M. le président. La parole est à M. Jean Lassalle, pour soutenir son sous-amendement n° 246.

M. Jean Lassalle. Il est défendu.

M. Michel Bouvard. Il est redondant !

M. Jean Lassalle. Je reconnais qu’il est redondant.

M. le président. Quel est l’avis de la commission sur ce sous-amendement ?

M. Jean-Pierre Giran, rapporteur. Si le sous-amendement est redondant, j’y suis défavorable.

M. le président. Quel est l’avis du Gouvernement ?

Mme la ministre de l’écologie et du développement durable. Défavorable.

M. le président. La parole est à M. Jérôme Bignon.

M. Jérôme Bignon. Si j’ai demandé à intervenir sur le sous-amendement précédent, c’est parce que je voulais parler du concept de durabilité, monsieur le président.

Camus a dit qu’il ne fallait pas ajouter au malheur du monde en nommant mal les choses. En adjoignant le terme d’équitable à celui de durable, on affaiblit ce dernier, alors qu’il fait partie du vocabulaire de la déclaration de Rio sur l’environnement et le développement. En ajoutant en permanence des noms, on les affadit.

La durabilité est nécessairement et consubstantiellement équitable. Sinon, elle n’existe pas.

M. Michel Bouvard. On connaît aussi des iniquités durables !

Mme Chantal Robin-Rodrigo. Et de plus en plus !

M. le président. Vous aurez compris, monsieur Bignon, que la « mer » a été battue par la « montagne » lors du vote sur le sous-amendement précédent !

Je mets aux voix le sous-amendement n° 246.

(Le sous-amendement n’est pas adopté.)

M. le président. Je mets aux voix l’amendement n° 39 rectifié, modifié par le sous-amendement n° 245.

(L’amendement, ainsi modifié, est adopté.)

M. le président. En conséquence, les amendements nos 141 rectifié, 201 et 243 tombent, de même que les amendements nos 30 et 29 de M. Saddier et n° 18 de M. Teissier tombent.

Je suis saisi d’un amendement n° 40 rectifié.

La parole est à M. le rapporteur, pour le soutenir.
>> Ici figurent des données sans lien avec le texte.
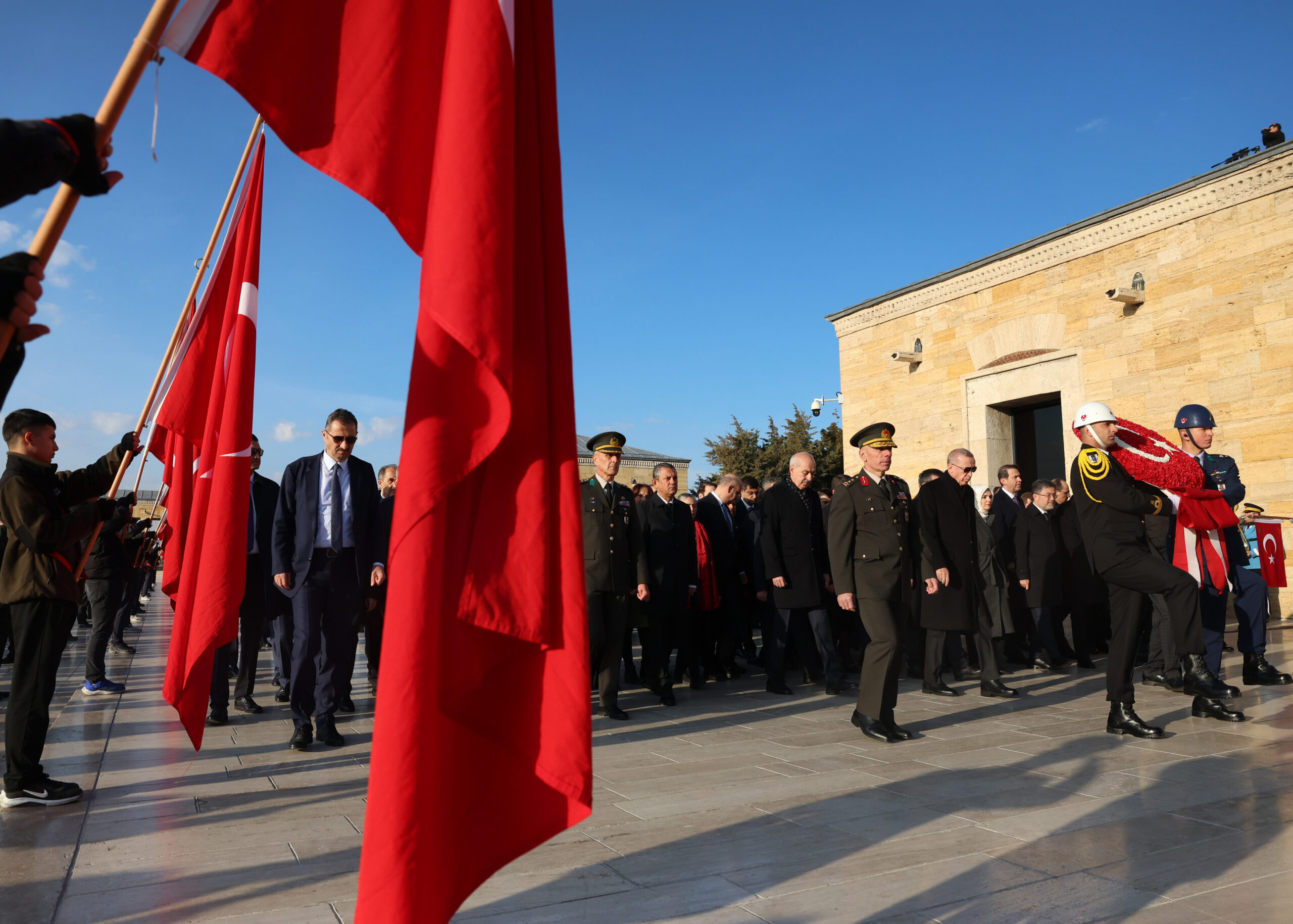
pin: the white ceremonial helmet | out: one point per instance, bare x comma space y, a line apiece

M. Jean-Pierre Giran, rapporteur. Nous inspirant de ce qui est prévu pour les parcs naturels régionaux, nous proposons que la charte des parcs nationaux comportent des documents graphiques élaborés à partir d’un état démographique du parc et d’un inventaire du patrimoine naturel, culturel et paysager, indiquant les différentes zones et leur vocation.
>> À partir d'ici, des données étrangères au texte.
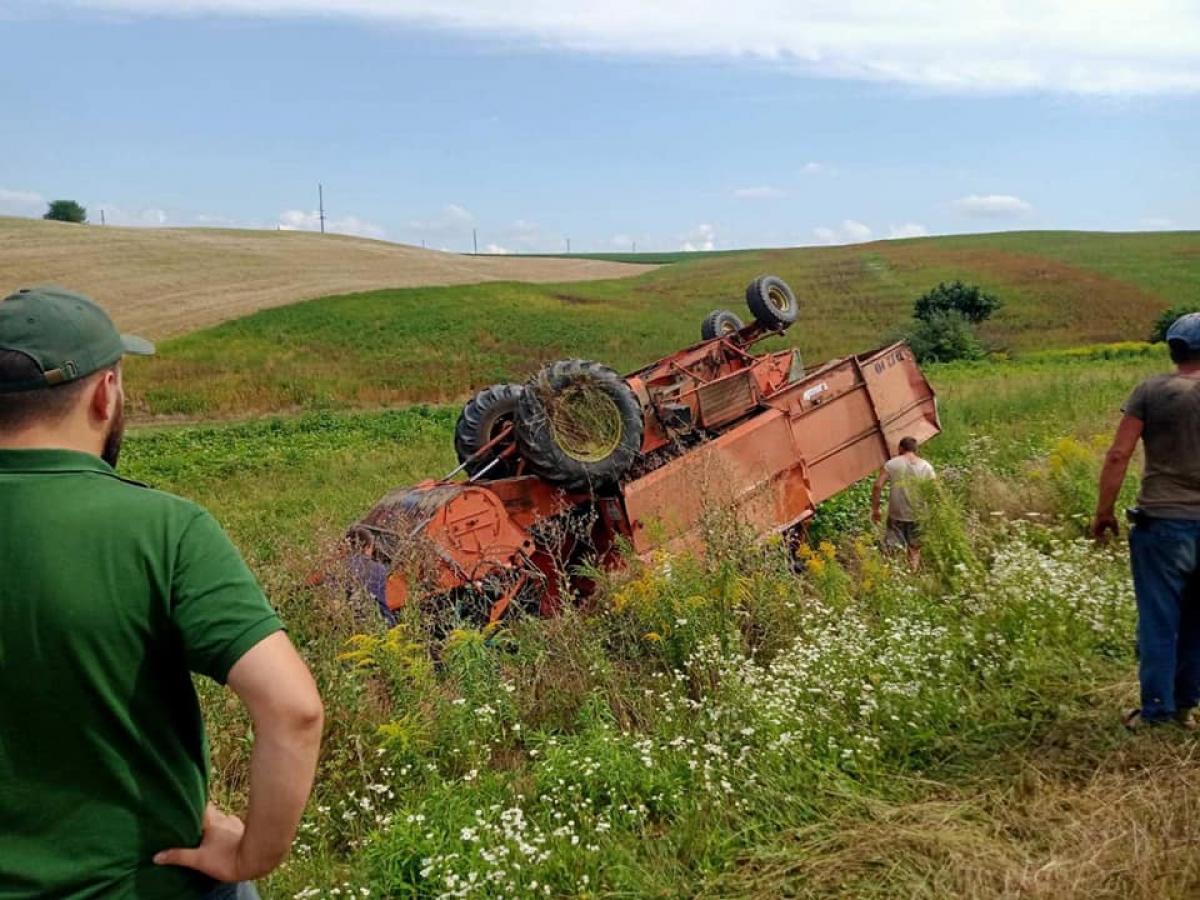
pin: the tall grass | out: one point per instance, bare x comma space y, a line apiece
721, 725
Certains ont insisté en commission sur l’importance d’un bilan démographique de la population résidant dans les différentes zones du parc. Cela doit devenir une réalité.
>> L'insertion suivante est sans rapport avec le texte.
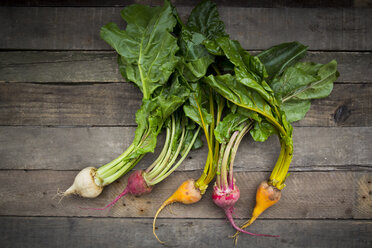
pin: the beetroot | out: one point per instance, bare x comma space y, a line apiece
226, 199
136, 186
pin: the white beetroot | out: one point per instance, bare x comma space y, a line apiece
84, 184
M. le président. Quel est l’avis du Gouvernement ?

Mme la ministre de l’écologie et du développement durable. Favorable.

M. le président. Je mets aux voix l’amendement n° 40 rectifié.

(L’amendement est adopté.)

M. le président. Je suis saisi d’un amendement n° 41 rectifié.

La parole est à M. le président de la commission, pour le soutenir.

M. Patrick Ollier, président de la commission des affaires économiques. Cet amendement devrait recueillir le consensus de notre assemblée.

La fameuse expérimentation dans les années 90 d’une charte de l’environnement dans le parc des Écrins nous permet d’affirmer que la charte qui est proposée aujourd’hui ne peut être véritablement opérationnelle et entraîner l’adhésion de l’ensemble des acteurs du parc que si est opérée une dichotomie entre les principes généraux applicables à tous les parcs, et touchant à la protection de la faune et de la flore, essentiellement dans le cœur du parc, et les règles particulières répondant à la spécificité de chaque parc.

Aucun parc national n’a les mêmes spécificités. En Guyane, madame Taubira, il faut prendre en compte la coutume. Dans les Pyrénées, monsieur Lassalle, se posent d’autres problèmes que je ne veux pas évoquer plus précisément à ce moment. (Sourires.)

Donc, dans les deux parties distinctes que comporte la charte – l’une de nature réglementaire applicable dans le cœur du parc, l’autre de nature contractuelle pour les communes de l’aire d’adhésion –, nous proposons de prévoir, en plus du volet général à tous les parcs, un volet adapté à la spécificité de chaque parc.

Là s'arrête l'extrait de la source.